Ao plano de recuperação, o deputado comunista considerou que faltam “medidas e ações concretas” para responder aos “problemas imediatos dos portugueses”, como o “número recorde” de trabalhadores em ‘lay-off’, os “horários desregulados” ou as ameaças de despedimentos na Autoeuropa.
Inês Sousa Real, líder parlamentar do PAN, reconheceu “uma série de boas intenções” ao plano.
“Mas não podemos deixar de manifestar a nossa decepção.
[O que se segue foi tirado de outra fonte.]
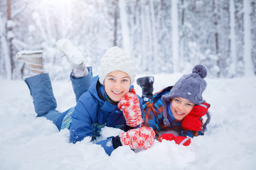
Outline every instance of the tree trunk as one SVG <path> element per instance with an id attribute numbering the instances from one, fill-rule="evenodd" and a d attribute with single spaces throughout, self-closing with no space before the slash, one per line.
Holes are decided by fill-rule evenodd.
<path id="1" fill-rule="evenodd" d="M 10 33 L 12 32 L 12 26 L 9 26 L 8 22 L 10 22 L 11 21 L 11 0 L 7 0 L 7 40 L 8 40 L 8 42 L 9 42 L 9 58 L 11 60 L 11 79 L 12 79 L 12 76 L 13 76 L 13 73 L 14 73 L 14 61 L 12 57 L 12 44 L 11 44 L 11 41 L 14 39 L 13 37 L 9 37 L 9 35 L 10 35 Z"/>

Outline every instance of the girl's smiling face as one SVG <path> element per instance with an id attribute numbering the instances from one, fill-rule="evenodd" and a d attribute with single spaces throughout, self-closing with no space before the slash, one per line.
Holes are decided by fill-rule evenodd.
<path id="1" fill-rule="evenodd" d="M 182 120 L 192 110 L 195 104 L 185 98 L 176 97 L 171 101 L 171 110 L 177 120 Z"/>
<path id="2" fill-rule="evenodd" d="M 118 102 L 129 92 L 131 79 L 124 72 L 115 70 L 110 72 L 104 80 L 104 87 L 107 96 Z"/>

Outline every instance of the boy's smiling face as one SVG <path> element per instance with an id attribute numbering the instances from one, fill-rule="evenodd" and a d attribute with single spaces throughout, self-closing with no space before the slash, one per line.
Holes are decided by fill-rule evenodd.
<path id="1" fill-rule="evenodd" d="M 177 120 L 182 120 L 192 110 L 195 104 L 185 98 L 176 97 L 171 101 L 171 110 Z"/>

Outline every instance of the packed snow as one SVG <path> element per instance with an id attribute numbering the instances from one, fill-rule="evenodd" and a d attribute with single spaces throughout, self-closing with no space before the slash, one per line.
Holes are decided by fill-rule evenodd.
<path id="1" fill-rule="evenodd" d="M 155 75 L 154 92 L 181 76 Z M 206 80 L 203 97 L 211 104 L 211 120 L 204 136 L 188 147 L 165 140 L 147 150 L 120 147 L 109 157 L 89 137 L 69 143 L 68 130 L 59 132 L 50 120 L 36 117 L 23 81 L 1 79 L 0 169 L 255 169 L 256 77 Z M 75 105 L 70 81 L 52 85 L 59 110 Z M 120 132 L 105 128 L 102 137 Z"/>

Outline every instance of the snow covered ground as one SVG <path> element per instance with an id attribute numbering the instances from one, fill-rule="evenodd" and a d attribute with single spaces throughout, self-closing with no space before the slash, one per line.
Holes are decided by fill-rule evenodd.
<path id="1" fill-rule="evenodd" d="M 156 75 L 154 91 L 180 76 Z M 108 157 L 89 138 L 69 143 L 68 130 L 58 132 L 50 121 L 36 118 L 22 80 L 1 79 L 0 169 L 255 169 L 256 77 L 206 81 L 203 96 L 211 104 L 211 121 L 204 136 L 188 147 L 156 141 L 147 150 L 135 153 L 125 146 Z M 75 104 L 70 82 L 52 83 L 58 110 Z M 102 134 L 119 132 L 105 128 Z"/>

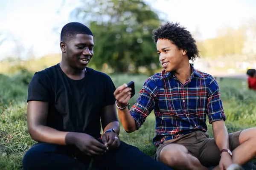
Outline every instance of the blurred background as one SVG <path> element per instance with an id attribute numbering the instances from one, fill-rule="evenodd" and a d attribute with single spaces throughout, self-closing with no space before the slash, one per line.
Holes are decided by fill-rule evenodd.
<path id="1" fill-rule="evenodd" d="M 153 29 L 180 23 L 201 51 L 195 67 L 218 82 L 229 132 L 255 127 L 256 92 L 246 71 L 256 68 L 256 7 L 253 0 L 0 0 L 0 169 L 20 169 L 35 142 L 27 131 L 28 85 L 35 72 L 61 61 L 61 30 L 70 22 L 94 34 L 88 67 L 109 74 L 116 87 L 134 81 L 131 105 L 162 70 Z M 153 156 L 154 119 L 132 134 L 121 128 L 121 139 Z M 208 131 L 212 136 L 210 125 Z"/>
<path id="2" fill-rule="evenodd" d="M 151 75 L 161 69 L 152 30 L 167 21 L 187 28 L 215 75 L 256 67 L 256 2 L 253 0 L 0 0 L 0 73 L 35 72 L 61 60 L 60 34 L 78 21 L 95 34 L 89 66 L 107 73 Z"/>

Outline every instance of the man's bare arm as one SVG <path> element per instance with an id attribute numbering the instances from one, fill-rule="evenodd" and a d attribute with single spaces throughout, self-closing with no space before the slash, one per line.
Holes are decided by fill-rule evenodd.
<path id="1" fill-rule="evenodd" d="M 119 134 L 120 126 L 115 105 L 106 106 L 102 108 L 101 120 L 103 132 L 113 128 L 116 133 Z"/>
<path id="2" fill-rule="evenodd" d="M 48 112 L 47 102 L 31 101 L 28 103 L 29 132 L 35 141 L 59 145 L 69 144 L 72 133 L 62 132 L 46 126 Z"/>
<path id="3" fill-rule="evenodd" d="M 212 125 L 216 144 L 220 150 L 229 149 L 228 133 L 224 121 L 222 120 L 215 121 Z"/>

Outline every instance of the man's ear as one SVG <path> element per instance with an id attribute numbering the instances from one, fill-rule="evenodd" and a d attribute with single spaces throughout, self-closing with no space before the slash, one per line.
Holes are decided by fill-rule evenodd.
<path id="1" fill-rule="evenodd" d="M 64 53 L 65 53 L 67 48 L 67 45 L 66 45 L 66 44 L 65 44 L 64 42 L 61 41 L 60 45 L 61 46 L 61 51 L 62 51 Z"/>
<path id="2" fill-rule="evenodd" d="M 187 53 L 187 51 L 186 50 L 182 50 L 182 55 L 183 55 L 183 56 L 184 56 L 186 54 L 186 53 Z"/>

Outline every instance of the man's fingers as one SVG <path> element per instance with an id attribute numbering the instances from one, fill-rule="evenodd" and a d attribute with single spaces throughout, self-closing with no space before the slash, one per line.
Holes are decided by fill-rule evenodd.
<path id="1" fill-rule="evenodd" d="M 105 144 L 107 143 L 108 143 L 108 139 L 107 139 L 107 137 L 106 137 L 106 135 L 102 136 L 102 142 L 104 144 Z"/>
<path id="2" fill-rule="evenodd" d="M 127 95 L 131 94 L 131 88 L 126 88 L 119 94 L 117 94 L 116 96 L 116 99 L 118 101 L 120 101 L 122 99 L 124 99 L 127 96 Z"/>
<path id="3" fill-rule="evenodd" d="M 93 151 L 93 152 L 96 153 L 97 154 L 101 154 L 105 152 L 105 150 L 100 148 L 99 147 L 98 147 L 96 146 L 91 146 L 90 147 L 90 150 Z"/>
<path id="4" fill-rule="evenodd" d="M 112 138 L 112 137 L 109 138 L 109 139 L 108 140 L 108 142 L 107 144 L 108 147 L 109 147 L 110 146 L 111 146 L 114 141 L 115 140 L 115 139 L 113 138 Z"/>
<path id="5" fill-rule="evenodd" d="M 116 136 L 115 137 L 115 140 L 113 142 L 111 146 L 111 147 L 116 147 L 119 146 L 120 145 L 120 139 L 119 138 Z"/>
<path id="6" fill-rule="evenodd" d="M 104 137 L 104 136 L 102 136 L 102 139 Z M 103 141 L 103 140 L 102 140 Z M 107 149 L 107 147 L 104 144 L 102 144 L 99 142 L 97 140 L 95 139 L 95 141 L 93 141 L 93 142 L 92 143 L 93 145 L 94 145 L 99 148 L 101 148 L 103 150 L 105 150 Z"/>
<path id="7" fill-rule="evenodd" d="M 96 152 L 93 150 L 90 149 L 88 151 L 88 153 L 90 154 L 91 155 L 101 155 L 102 153 L 100 153 L 98 152 Z"/>
<path id="8" fill-rule="evenodd" d="M 121 86 L 119 86 L 115 91 L 115 92 L 114 92 L 114 95 L 115 96 L 116 95 L 116 94 L 119 94 L 120 91 L 122 91 L 123 90 L 124 90 L 125 88 L 126 88 L 127 87 L 127 85 L 126 84 L 124 84 Z"/>

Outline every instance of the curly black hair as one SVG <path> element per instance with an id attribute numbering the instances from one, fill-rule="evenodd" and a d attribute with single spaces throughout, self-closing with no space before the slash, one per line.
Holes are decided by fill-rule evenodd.
<path id="1" fill-rule="evenodd" d="M 194 61 L 196 58 L 200 57 L 199 51 L 195 40 L 186 28 L 180 26 L 179 23 L 167 22 L 153 31 L 152 38 L 154 43 L 159 39 L 172 41 L 178 49 L 186 51 L 189 60 Z"/>
<path id="2" fill-rule="evenodd" d="M 73 22 L 67 23 L 61 29 L 61 41 L 68 41 L 73 40 L 79 34 L 93 36 L 91 31 L 87 26 L 81 23 Z"/>

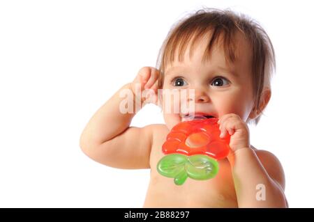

Na verdade, traduz-se em muito pouco, porque assenta no pressuposto de que podemos manter o atual modelo socioeconômico”, disse, apelando ao Governo para que acolha uma “visão mais progressista e sustentável” para a recuperação do país.
Na mesma linha, também o líder parlamentar d’ “Os Verdes” José Luís Ferreira considerou que “será um erro irreversível” se o Governo quiser recuperar a economia com opções que provocam “graves impactos ambientais”, apontando como exemplos a localização do futuro no aeroporto do Montijo ou a “exploração desenfreada” de lítio.
“Recuperar a economia sacrificando valores ambientais é tapar um buraco criando outro buraco que nem a mais potente bazuca poderá regularizar”, avisou.
Visão limitada
O ministro do Planejamento, Nelson de Souza, lamentou a “visão limitada e redutora” dos partidos da direita do hemiciclo, no encerramento do debate parlamentar.
“De uma forma ou outra, uns mais vocalizados que outros, quase todos os partidos da direita criticaram a alegada alocação excessiva de fundos ao Estado no PPR. Trata-se de uma apreciação que consideramos de muito limitada e redutora, apenas sustentada na contabilidade do quinhão de financiamento diretamente atribuído às empresas”, afirmou.
O responsável governamental acusou PSD, CDS-PP, Chega e Iniciativa Liberal de não reconhecerem que, “com o investimento público previsto, o Estado vai produzir bem e serviços públicos que irão reduzir custos de contexto para as empresas e oferecer melhores serviços coletivos aos cidadãos, entre os quais estão também os trabalhadores das empresas”.
“Mas também se trata de uma visão redutora porque ignora a procura gerada pelo investimento público na construção e obras públicas, bens de equipamento e de transporte e de serviços de TIC [Tecnologias da Informação e da Comunicação]”, continuou.
O ministro revelou-se ainda aberto a “estudar novos meios, modificando a ‘caixa preta’ que é o sistema de gestão e controlo de fundos”, pretendendo transformá-lo “num sistema de paredes de vidro, que assegure o bom uso dos fundos e promova a eficiência e a celeridade”.
“Finalmente, a obsessão ideológica direita contra o papel do Estado, impede-a de perceber, afinal de contas, o que é evidente: o setor privado não está na atual conjuntura nas melhores circunstâncias para investir e que só o Estado pode desempenhar essa função de imediato na economia em escala mais alargada”, defendeu Nelson de Sousa.